Large-scale streaming applications impose various architectural, as well as operational challenges when high availability and zero downtime are required. A suitable architecture needs to be capable of tolerating partial or total loss of streaming components within one or more data centers. It needs to allow for seamlessly upgrading and patching of streaming components without affecting the system uptime. In short, it needs to be “always-on, always available”.
The largest customer implementation Ultra Tendency has implemented with Cloudera Technology has been operating as a critical production environment across multiple data centers for over 3.5 years now and has resulted in zero downtime. It even managed to exceed and beat the overall availability of the customer’s mainframe environment – which no other system has managed to do before.

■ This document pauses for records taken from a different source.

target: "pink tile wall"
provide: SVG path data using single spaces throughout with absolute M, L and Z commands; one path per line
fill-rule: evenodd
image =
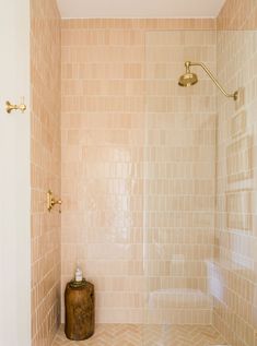
M 145 35 L 144 269 L 148 323 L 210 324 L 213 256 L 215 87 L 177 85 L 186 60 L 215 73 L 215 31 Z
M 218 97 L 213 322 L 233 346 L 257 345 L 256 13 L 256 1 L 229 0 L 218 19 L 219 79 L 244 88 L 236 104 Z
M 185 262 L 189 264 L 191 259 L 196 259 L 195 266 L 201 263 L 200 269 L 196 269 L 192 276 L 190 274 L 187 277 L 187 264 L 184 266 L 184 276 L 179 278 L 173 274 L 173 271 L 179 271 L 174 266 L 175 258 L 175 261 L 171 259 L 163 261 L 157 258 L 154 259 L 155 264 L 161 267 L 162 279 L 166 278 L 168 282 L 172 273 L 168 287 L 199 288 L 200 293 L 207 293 L 203 261 L 211 256 L 213 244 L 211 236 L 213 235 L 211 223 L 213 170 L 209 158 L 212 157 L 214 147 L 215 124 L 212 115 L 214 92 L 206 81 L 199 88 L 191 91 L 197 93 L 197 98 L 191 98 L 190 92 L 188 94 L 176 87 L 176 92 L 171 90 L 172 94 L 177 93 L 174 94 L 173 99 L 175 106 L 173 107 L 171 103 L 170 108 L 163 110 L 162 91 L 164 90 L 166 99 L 167 91 L 164 84 L 160 85 L 160 82 L 168 81 L 162 79 L 155 81 L 157 76 L 150 77 L 149 73 L 152 73 L 151 71 L 156 67 L 145 63 L 145 35 L 151 29 L 214 27 L 215 21 L 211 20 L 62 21 L 61 160 L 65 203 L 61 216 L 61 291 L 63 293 L 66 283 L 72 278 L 75 265 L 79 263 L 85 277 L 95 284 L 97 322 L 142 323 L 145 320 L 150 286 L 144 272 L 143 242 L 145 239 L 150 242 L 150 239 L 145 238 L 145 231 L 147 237 L 152 231 L 148 228 L 150 215 L 145 214 L 145 196 L 150 198 L 148 195 L 150 187 L 145 186 L 145 175 L 150 172 L 151 166 L 149 159 L 153 163 L 153 169 L 164 169 L 160 162 L 161 157 L 153 159 L 153 156 L 149 156 L 147 159 L 149 153 L 145 148 L 149 150 L 150 146 L 153 152 L 156 151 L 156 154 L 161 153 L 164 162 L 171 156 L 173 162 L 168 168 L 171 177 L 174 174 L 173 169 L 177 175 L 176 187 L 172 184 L 172 178 L 168 177 L 166 181 L 163 175 L 160 176 L 163 181 L 160 180 L 156 186 L 156 191 L 160 191 L 165 186 L 163 182 L 170 183 L 171 195 L 166 195 L 166 201 L 171 198 L 171 204 L 165 207 L 171 215 L 165 219 L 171 219 L 173 223 L 172 237 L 177 237 L 176 231 L 179 231 L 178 238 L 184 239 L 180 239 L 179 244 L 174 249 L 168 242 L 166 253 L 175 250 L 177 259 L 184 260 L 186 252 L 190 253 L 194 243 L 198 240 L 202 243 L 199 252 L 197 250 L 196 254 L 191 253 Z M 202 45 L 200 36 L 195 39 L 197 44 L 194 44 L 196 46 L 194 59 L 207 60 L 214 67 L 214 56 L 210 57 L 210 52 L 202 49 L 200 56 L 195 55 L 197 47 Z M 189 41 L 190 37 L 188 37 L 188 46 L 190 46 Z M 183 41 L 177 44 L 184 45 Z M 155 46 L 154 44 L 157 52 L 160 49 Z M 175 80 L 184 72 L 185 52 L 190 49 L 180 47 L 178 52 L 180 59 L 178 59 L 172 55 L 172 47 L 166 46 L 168 44 L 165 44 L 164 38 L 161 48 L 167 50 L 171 61 L 176 65 L 173 70 L 174 85 L 176 85 Z M 205 55 L 208 55 L 208 58 Z M 192 58 L 191 55 L 188 58 Z M 167 56 L 164 52 L 164 63 L 167 62 L 165 59 Z M 155 90 L 153 97 L 149 97 L 149 91 L 145 93 L 145 86 L 149 87 L 151 84 L 145 85 L 147 75 L 153 80 L 149 81 Z M 185 103 L 185 95 L 189 96 L 188 103 Z M 149 115 L 145 109 L 148 103 L 152 105 L 152 110 L 159 106 L 161 109 L 155 109 L 156 111 L 151 111 Z M 200 110 L 202 103 L 206 105 L 203 114 Z M 209 106 L 212 107 L 211 111 Z M 149 123 L 149 116 L 153 123 Z M 157 116 L 160 122 L 155 118 Z M 155 132 L 152 131 L 152 127 L 155 127 Z M 159 147 L 163 145 L 161 138 L 164 132 L 167 142 L 163 147 Z M 174 140 L 178 138 L 178 133 L 185 142 L 179 142 L 177 147 Z M 148 138 L 153 142 L 148 142 Z M 190 151 L 184 150 L 187 141 L 191 145 Z M 205 144 L 202 152 L 201 144 Z M 179 157 L 183 158 L 183 164 L 180 167 L 175 167 L 175 162 Z M 194 159 L 197 160 L 196 165 L 192 164 Z M 191 168 L 187 175 L 186 170 L 189 166 Z M 184 174 L 183 178 L 179 177 L 182 174 Z M 190 198 L 190 189 L 199 190 L 197 198 Z M 207 195 L 209 192 L 210 196 Z M 153 204 L 154 208 L 162 206 L 162 201 L 160 205 L 156 203 Z M 172 213 L 180 204 L 184 205 L 187 225 L 176 224 L 178 219 L 183 219 L 183 215 Z M 199 215 L 192 219 L 194 207 L 199 210 Z M 159 224 L 164 232 L 170 230 L 163 225 L 165 219 L 157 210 L 156 225 Z M 155 227 L 152 220 L 150 224 L 152 228 Z M 186 244 L 187 232 L 191 232 L 188 244 Z M 180 241 L 184 243 L 182 244 Z M 203 244 L 206 241 L 209 248 Z M 147 247 L 150 249 L 149 244 Z M 157 285 L 157 288 L 162 287 L 164 286 Z M 194 299 L 197 299 L 196 290 L 194 294 Z M 202 299 L 201 295 L 199 299 Z M 159 318 L 157 321 L 163 323 Z M 183 322 L 183 318 L 180 315 L 178 318 Z
M 49 346 L 60 322 L 60 16 L 55 1 L 31 1 L 32 345 Z

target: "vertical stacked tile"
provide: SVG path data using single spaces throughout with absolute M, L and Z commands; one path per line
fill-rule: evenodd
M 210 324 L 208 263 L 214 244 L 215 87 L 199 68 L 178 86 L 184 62 L 215 72 L 215 31 L 147 34 L 144 241 L 148 323 Z
M 213 322 L 236 346 L 257 345 L 256 13 L 255 1 L 227 0 L 218 19 L 219 79 L 242 90 L 236 103 L 218 96 Z
M 175 279 L 176 284 L 172 282 L 171 287 L 175 288 L 179 282 L 174 274 L 179 269 L 175 270 L 175 265 L 180 263 L 182 256 L 187 258 L 185 262 L 187 264 L 183 270 L 185 275 L 178 288 L 184 287 L 187 282 L 186 288 L 192 287 L 206 291 L 203 261 L 207 256 L 211 256 L 213 227 L 211 224 L 213 177 L 208 157 L 212 155 L 214 144 L 213 88 L 205 81 L 203 86 L 197 88 L 198 96 L 196 98 L 189 96 L 189 102 L 185 103 L 186 96 L 177 87 L 178 94 L 168 102 L 168 112 L 159 111 L 160 123 L 155 116 L 150 115 L 154 123 L 157 123 L 154 124 L 156 134 L 152 138 L 156 146 L 148 142 L 147 139 L 153 131 L 148 119 L 149 112 L 145 111 L 145 102 L 151 102 L 148 92 L 145 93 L 145 73 L 150 73 L 145 71 L 149 68 L 145 63 L 145 36 L 149 31 L 212 29 L 214 27 L 213 20 L 62 21 L 61 159 L 62 198 L 66 202 L 61 216 L 61 291 L 63 293 L 67 281 L 73 276 L 75 265 L 79 264 L 85 277 L 95 284 L 97 322 L 144 322 L 144 299 L 148 297 L 149 282 L 144 272 L 145 246 L 143 242 L 150 242 L 151 232 L 151 229 L 149 232 L 145 229 L 144 196 L 145 191 L 149 191 L 149 186 L 145 186 L 145 175 L 150 169 L 145 155 L 150 150 L 156 151 L 157 155 L 161 153 L 163 164 L 167 165 L 168 171 L 166 176 L 163 171 L 163 176 L 160 177 L 162 181 L 156 189 L 160 192 L 161 189 L 165 189 L 167 180 L 173 192 L 165 196 L 164 213 L 170 215 L 165 216 L 166 218 L 163 217 L 162 201 L 160 205 L 153 206 L 157 208 L 156 224 L 159 222 L 162 225 L 161 228 L 165 228 L 167 222 L 172 223 L 172 227 L 167 228 L 171 230 L 168 235 L 171 237 L 167 240 L 166 254 L 173 250 L 177 253 L 176 258 L 174 254 L 173 261 L 162 260 L 161 256 L 154 261 L 161 267 L 162 278 L 167 274 L 165 278 L 168 281 L 172 274 L 172 279 Z M 170 38 L 174 39 L 174 37 Z M 185 48 L 188 52 L 190 51 L 189 40 L 188 37 L 188 47 Z M 171 49 L 165 45 L 168 46 L 170 43 L 163 44 L 163 48 Z M 188 58 L 206 60 L 203 48 L 200 57 L 195 57 L 198 46 L 199 43 L 194 46 L 194 57 L 189 55 Z M 155 50 L 157 50 L 156 47 Z M 179 50 L 179 62 L 178 57 L 174 60 L 168 52 L 168 57 L 176 65 L 176 70 L 173 71 L 174 81 L 178 76 L 176 74 L 175 77 L 175 72 L 183 72 L 183 62 L 186 58 L 183 51 L 183 49 Z M 214 57 L 211 57 L 213 62 L 212 58 Z M 165 59 L 167 59 L 166 56 Z M 163 82 L 162 85 L 160 81 L 155 81 L 156 93 L 153 103 L 162 97 L 165 83 L 170 88 L 172 87 L 172 83 L 167 80 L 161 82 Z M 154 81 L 152 83 L 154 84 Z M 175 90 L 171 90 L 171 93 L 175 93 Z M 168 98 L 166 90 L 164 97 Z M 201 103 L 203 103 L 203 110 L 200 110 Z M 211 111 L 209 106 L 212 107 Z M 206 111 L 207 108 L 208 111 Z M 165 121 L 167 128 L 165 128 Z M 176 127 L 173 128 L 174 121 Z M 174 139 L 178 138 L 177 131 L 183 135 L 183 140 L 178 139 L 179 146 L 174 144 Z M 160 150 L 163 145 L 160 139 L 163 132 L 165 132 L 166 145 Z M 188 145 L 192 146 L 188 151 L 185 150 L 187 135 L 189 135 Z M 201 144 L 203 144 L 202 150 Z M 182 166 L 178 162 L 175 163 L 180 157 L 184 159 Z M 171 164 L 167 162 L 170 158 Z M 151 156 L 155 170 L 164 169 L 161 159 L 161 157 L 153 159 Z M 197 160 L 196 165 L 192 163 L 194 159 Z M 175 180 L 173 184 L 168 175 L 170 170 L 174 174 L 173 170 L 178 168 L 176 165 L 179 165 L 180 170 L 178 169 L 176 175 L 177 184 Z M 184 172 L 183 176 L 182 170 L 186 170 L 189 166 L 190 174 Z M 176 189 L 179 191 L 176 192 Z M 190 193 L 195 192 L 197 196 L 194 199 Z M 148 192 L 147 195 L 149 196 Z M 203 206 L 205 203 L 207 206 Z M 183 213 L 179 214 L 177 211 L 178 204 L 182 204 L 183 213 L 186 214 L 184 224 L 178 223 L 178 218 L 183 218 Z M 192 217 L 195 207 L 199 213 Z M 195 226 L 191 227 L 190 223 L 195 223 Z M 151 227 L 155 227 L 153 223 Z M 147 239 L 145 232 L 148 232 Z M 187 232 L 190 235 L 188 238 Z M 172 246 L 172 241 L 176 244 Z M 196 241 L 200 244 L 196 246 L 197 250 L 194 254 L 191 253 L 192 244 Z M 148 244 L 147 248 L 150 249 Z M 187 254 L 188 251 L 190 254 Z M 199 261 L 190 265 L 190 259 L 196 256 L 199 256 Z M 171 263 L 174 265 L 171 266 Z M 195 269 L 192 276 L 186 274 L 186 272 L 189 273 L 189 266 L 192 267 L 199 263 L 200 267 Z M 153 275 L 156 276 L 156 274 Z M 166 284 L 159 287 L 162 288 L 164 285 Z
M 17 57 L 19 59 L 19 57 Z M 32 345 L 49 346 L 60 317 L 60 16 L 55 1 L 31 1 Z

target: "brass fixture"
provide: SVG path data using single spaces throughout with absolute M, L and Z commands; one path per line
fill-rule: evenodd
M 62 203 L 62 201 L 56 200 L 52 192 L 50 190 L 48 190 L 48 192 L 47 192 L 47 210 L 48 210 L 48 212 L 50 212 L 56 204 L 61 205 L 61 203 Z
M 22 98 L 21 105 L 12 105 L 9 100 L 5 103 L 7 112 L 10 114 L 12 110 L 21 110 L 24 112 L 26 110 L 26 105 L 24 104 L 24 98 Z
M 185 86 L 185 87 L 195 85 L 198 82 L 198 77 L 196 73 L 191 73 L 190 67 L 201 67 L 206 71 L 206 73 L 210 76 L 212 82 L 219 87 L 222 94 L 224 94 L 226 97 L 233 97 L 234 100 L 237 100 L 238 91 L 234 92 L 233 94 L 226 93 L 226 91 L 221 86 L 221 84 L 218 82 L 218 80 L 214 77 L 211 71 L 205 65 L 205 63 L 186 61 L 185 67 L 186 67 L 186 73 L 179 77 L 178 85 Z

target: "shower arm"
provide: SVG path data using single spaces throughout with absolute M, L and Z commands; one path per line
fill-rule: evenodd
M 202 62 L 190 62 L 188 61 L 188 67 L 201 67 L 206 73 L 210 76 L 210 79 L 213 81 L 213 83 L 219 87 L 219 90 L 224 94 L 226 97 L 233 97 L 234 100 L 237 100 L 238 98 L 238 92 L 236 91 L 233 94 L 226 93 L 226 91 L 221 86 L 221 84 L 218 82 L 218 80 L 214 77 L 214 75 L 211 73 L 211 71 Z

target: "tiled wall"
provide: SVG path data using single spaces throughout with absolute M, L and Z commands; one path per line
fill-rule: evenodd
M 214 326 L 233 346 L 257 345 L 256 1 L 227 1 L 218 19 L 218 74 L 238 103 L 218 95 Z M 240 31 L 245 28 L 245 31 Z M 250 31 L 253 29 L 253 31 Z
M 149 290 L 172 288 L 167 301 L 175 299 L 179 307 L 187 305 L 182 296 L 190 288 L 194 302 L 198 291 L 200 301 L 207 293 L 205 260 L 212 256 L 213 243 L 214 88 L 205 80 L 185 91 L 176 81 L 186 58 L 214 69 L 215 43 L 197 32 L 186 38 L 164 33 L 157 37 L 161 47 L 154 35 L 148 37 L 152 47 L 145 39 L 150 31 L 214 27 L 211 20 L 62 21 L 61 293 L 79 263 L 95 284 L 97 322 L 143 322 L 145 308 L 152 321 L 145 302 L 155 296 Z M 164 60 L 159 65 L 160 51 Z M 159 193 L 163 198 L 154 202 Z M 145 276 L 148 253 L 154 263 L 147 263 Z M 163 311 L 156 323 L 163 323 Z M 188 311 L 192 317 L 192 309 Z M 198 322 L 209 322 L 207 315 Z M 179 322 L 192 322 L 186 317 L 178 311 Z
M 55 1 L 31 1 L 32 345 L 49 346 L 60 320 L 60 17 Z
M 215 73 L 215 31 L 145 36 L 144 256 L 148 323 L 210 324 L 213 255 L 215 87 L 206 73 L 183 88 L 184 62 Z

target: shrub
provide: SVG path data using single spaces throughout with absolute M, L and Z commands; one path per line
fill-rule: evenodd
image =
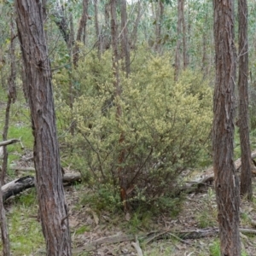
M 168 57 L 148 54 L 147 59 L 143 67 L 140 61 L 137 68 L 133 62 L 129 79 L 121 74 L 121 97 L 113 96 L 112 74 L 99 73 L 102 84 L 84 80 L 84 94 L 75 99 L 73 109 L 61 108 L 67 120 L 75 120 L 75 136 L 67 136 L 65 142 L 72 145 L 89 183 L 108 184 L 119 193 L 121 172 L 133 206 L 172 195 L 178 175 L 198 163 L 212 125 L 207 81 L 186 71 L 175 83 Z M 77 75 L 77 79 L 83 78 Z M 122 109 L 119 119 L 116 106 Z

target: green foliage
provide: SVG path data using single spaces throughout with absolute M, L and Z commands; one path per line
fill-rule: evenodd
M 44 245 L 41 224 L 36 220 L 35 189 L 16 196 L 8 212 L 9 233 L 14 255 L 29 255 Z
M 198 226 L 201 229 L 215 227 L 217 225 L 217 209 L 215 204 L 215 192 L 212 189 L 207 190 L 207 194 L 203 198 L 203 207 L 196 216 Z
M 220 256 L 220 245 L 219 241 L 214 241 L 209 247 L 210 256 Z M 241 256 L 248 256 L 247 252 L 243 249 L 241 250 Z
M 140 54 L 131 77 L 120 74 L 121 97 L 114 96 L 109 53 L 101 61 L 95 54 L 88 56 L 79 65 L 83 72 L 79 68 L 73 74 L 80 87 L 73 108 L 59 98 L 58 116 L 67 127 L 75 121 L 75 136 L 67 135 L 64 142 L 88 183 L 99 194 L 102 184 L 108 187 L 101 198 L 119 197 L 121 170 L 126 189 L 131 189 L 130 204 L 150 205 L 172 195 L 177 177 L 196 166 L 207 146 L 212 90 L 202 76 L 189 70 L 175 83 L 168 56 Z M 64 77 L 55 76 L 55 84 Z M 119 118 L 117 107 L 122 111 Z

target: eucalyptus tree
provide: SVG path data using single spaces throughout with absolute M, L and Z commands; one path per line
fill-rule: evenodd
M 239 22 L 239 134 L 241 146 L 241 194 L 253 197 L 251 148 L 248 120 L 248 41 L 247 41 L 247 1 L 238 1 Z
M 236 49 L 234 1 L 214 0 L 213 170 L 222 256 L 241 255 L 239 182 L 234 165 Z
M 46 254 L 69 256 L 72 253 L 68 212 L 41 1 L 16 0 L 15 9 L 34 136 L 36 184 Z

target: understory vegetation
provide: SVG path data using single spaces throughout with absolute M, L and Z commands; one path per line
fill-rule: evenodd
M 169 201 L 165 196 L 175 195 L 180 173 L 209 160 L 212 117 L 209 81 L 200 73 L 187 70 L 176 83 L 168 56 L 154 56 L 142 49 L 132 62 L 130 78 L 120 77 L 122 96 L 116 97 L 109 53 L 101 61 L 94 55 L 79 62 L 73 72 L 73 83 L 79 89 L 72 108 L 68 96 L 59 96 L 56 100 L 60 134 L 73 129 L 73 134 L 60 137 L 68 155 L 66 161 L 81 172 L 100 201 L 120 206 L 121 167 L 127 189 L 131 189 L 127 200 L 132 207 L 148 204 L 163 210 Z M 54 78 L 56 90 L 61 87 L 63 95 L 68 95 L 66 71 Z M 117 105 L 122 109 L 119 119 Z M 121 163 L 119 152 L 124 153 Z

In this webcast attendees will learn:
- How a Double Lambda Architecture outperforms the availability and robustness of an architecture that stretches components over multiple data centers.
- How to build an active-active Double Lambda Architecture based on Cloudera and deploy it to multiple data centers
- How to keep streaming logic consistent (idempotent), so that multiple concurrent streaming job replicas do not create duplicates
- How to deal with message delivery semantics when operating two Kafka clusters using the Kafka Parallel Producer
- How to create consistency on data consumption level using the HBase Multi Cluster Client (MCC)
- How Atlas tracks lineage across all active data centers, thereby providing a full lineage view of your data across all environments
- How to spot, track, and avoid bottlenecks in the Double Lambda Architecture (SMM)
- How to centrally adjust access controls using a single pane of glass (Ranger).